Summary

Peptide and Protein Quantification Using Automated Immuno-MALDI (iMALDI)

Published: August 18, 2017
doi:

Summary

A protocol for the protein quantification in complex biological fluids using automated immuno-MALDI (iMALDI) technology is presented.

Abstract

Mass spectrometry (MS) is one of the most commonly used technologies for quantifying proteins in complex samples, with excellent assay specificity as a result of the direct detection of the mass-to-charge ratio of each target molecule. However, MS-based proteomics, like most other analytical techniques, has a bias towards measuring high-abundance analytes, so it is challenging to achieve detection limits of low ng/mL or pg/mL in complex samples, and this is the concentration range for many disease-relevant proteins in biofluids such as human plasma. To assist in the detection of low-abundance analytes, immuno-enrichment has been integrated into the assay to concentrate and purify the analyte before MS measurement, significantly improving assay sensitivity. In this work, the immuno- Matrix-Assisted Laser Desorption/Ionization (iMALDI) technology is presented for the quantification of proteins and peptides in biofluids, based on immuno-enrichment on beads, followed by MALDI-MS measurement without prior elution. The anti-peptide antibodies are functionalized on magnetic beads, and incubated with samples. After washing, the beads are directly transferred onto a MALDI target plate, and the signals are measured by a MALDI-Time of Flight (MALDI-TOF) instrument after the matrix solution has been applied to the beads. The sample preparation procedure is simplified compared to other immuno-MS assays, and the MALDI measurement is fast. The whole sample preparation is automated with a liquid handling system, with improved assay reproducibility and higher throughput. In this article, the iMALDI assay is used for determining the peptide angiotensin I (Ang I) concentration in plasma, which is used clinically as readout of plasma renin activity for the screening of primary aldosteronism (PA).

Introduction

Mass spectrometry has become an indispensable tool in quantitative proteomics. Mass spectrometry can determine the masses of target proteins or peptides, therefore the obtained analyte signals can be highly specific compared to immunoassays. Two ionization methods, electrospray and MALDI, are most commonly used for detecting proteins and peptides1,2,3,4. A major challenge in MS-based protein quantification lies in the detection of low-abundance proteins in complex samples at ng/mL or pg/mL concentrations in the presence of high-abundance proteins, and many candidate protein biomarkers found in human plasma are within this range5. This problem is largely caused by the inherently wide dynamic range and complexity of the human proteome6.

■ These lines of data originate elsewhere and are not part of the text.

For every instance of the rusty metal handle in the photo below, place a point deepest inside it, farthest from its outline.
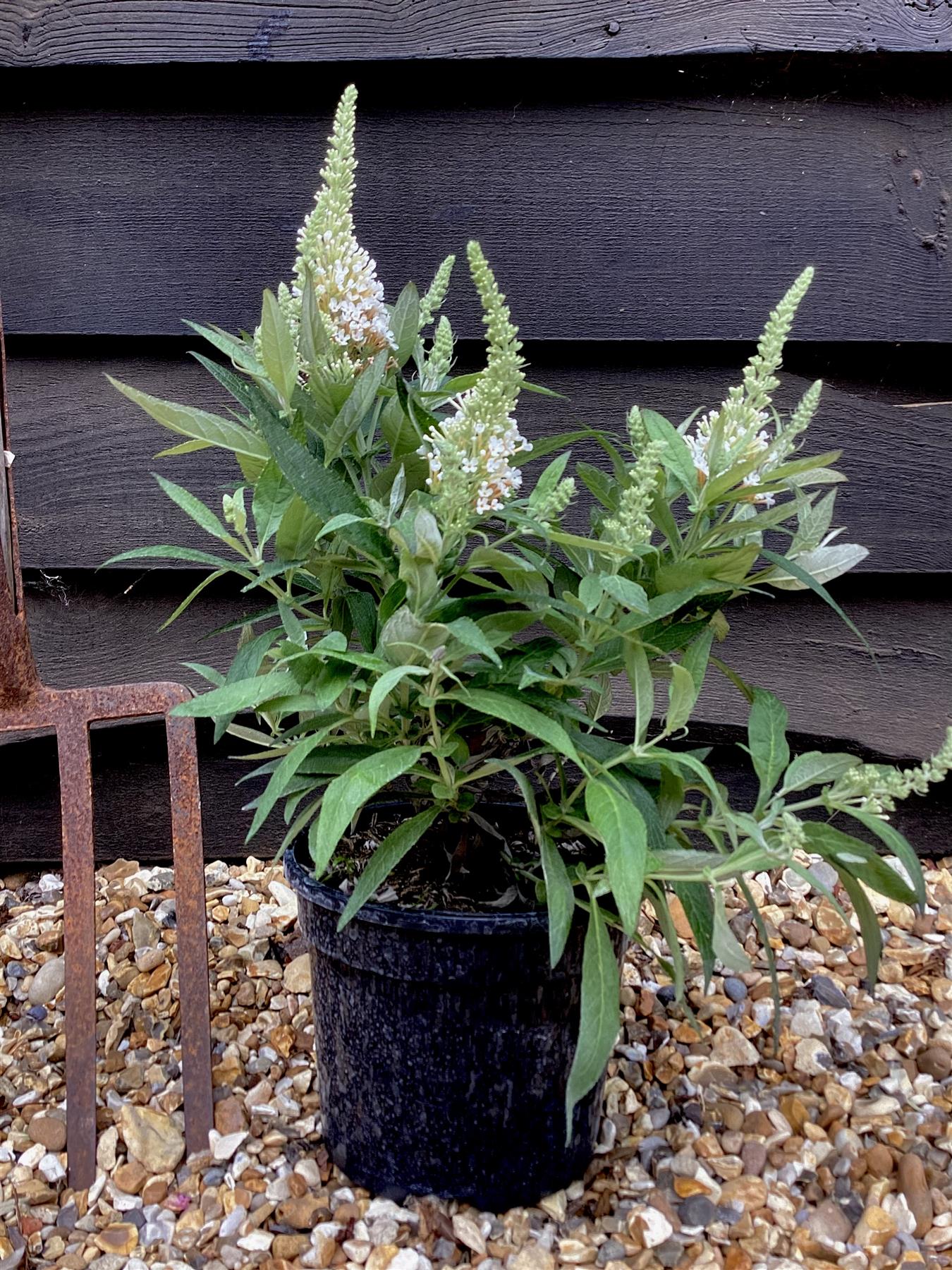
(8, 574)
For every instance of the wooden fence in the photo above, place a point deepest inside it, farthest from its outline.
(647, 183)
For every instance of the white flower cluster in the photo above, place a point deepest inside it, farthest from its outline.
(468, 452)
(347, 290)
(742, 441)
(349, 295)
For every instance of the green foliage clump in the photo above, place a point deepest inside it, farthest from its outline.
(431, 620)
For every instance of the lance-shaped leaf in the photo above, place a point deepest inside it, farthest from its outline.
(623, 835)
(385, 860)
(198, 425)
(498, 705)
(348, 793)
(767, 739)
(598, 1022)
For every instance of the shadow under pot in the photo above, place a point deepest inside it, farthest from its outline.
(444, 1043)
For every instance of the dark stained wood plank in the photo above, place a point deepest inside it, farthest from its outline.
(131, 798)
(35, 33)
(606, 216)
(106, 629)
(85, 454)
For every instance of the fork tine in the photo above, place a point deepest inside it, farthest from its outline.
(79, 948)
(192, 931)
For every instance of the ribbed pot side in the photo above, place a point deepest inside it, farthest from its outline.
(444, 1048)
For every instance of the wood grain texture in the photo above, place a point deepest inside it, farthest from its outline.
(606, 216)
(106, 629)
(85, 454)
(36, 33)
(131, 798)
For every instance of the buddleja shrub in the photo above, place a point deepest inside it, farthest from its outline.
(429, 620)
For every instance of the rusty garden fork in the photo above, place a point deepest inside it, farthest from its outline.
(28, 705)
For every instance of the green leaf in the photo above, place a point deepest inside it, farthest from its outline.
(190, 555)
(269, 502)
(496, 705)
(198, 425)
(677, 456)
(549, 479)
(472, 636)
(767, 730)
(623, 835)
(869, 926)
(898, 845)
(642, 686)
(626, 592)
(598, 1022)
(339, 522)
(676, 758)
(281, 778)
(187, 447)
(696, 657)
(599, 484)
(240, 353)
(384, 686)
(312, 334)
(814, 768)
(231, 698)
(560, 897)
(324, 492)
(279, 352)
(196, 591)
(348, 793)
(590, 592)
(240, 389)
(818, 588)
(298, 531)
(700, 911)
(405, 323)
(363, 615)
(844, 851)
(682, 695)
(355, 411)
(196, 509)
(385, 860)
(659, 902)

To overcome these detection challenges, immuno-MS methods have been developed to enrich the target proteins or peptides from the sample solutions onto a solid surface, followed by elution of the analytes and MS measurement7,8,9,10. Through immuno-enrichment, the analytes are purified from complex samples and therefore the ion-suppression effects from other molecules are minimized. Among various solid supports, magnetic beads are currently most widely used as they have the advantages of high antibody binding capacity and ease of handling. Magnetic beads with different functionalizations and sizes have been developed and commercialized for immunoprecipitation experiments. To date, immuno-enrichment on beads has been interfaced with both electrospray ionization (ESI) and MALDI-MS for protein and peptide measurement. In stable isotope standards and capture by anti-peptide antibodies (SISCAPA) technology, proteins in the samples are digested, followed by incubation with antibody-coated beads for immuno-enrichment. In "classical" SISCAPA, the captured proteotypic peptides are eluted from the beads, and measured by Liquid Chromatography-ESI-MS (LC-MS), or by direct infusion ESI-Multiple Reaction Monitoring-MS (ESI-MRM-MS)11,12. Immuno-enrichment improved the MRM assay sensitivity by 3-4 orders of magnitude, reaching the low ng/mL range13.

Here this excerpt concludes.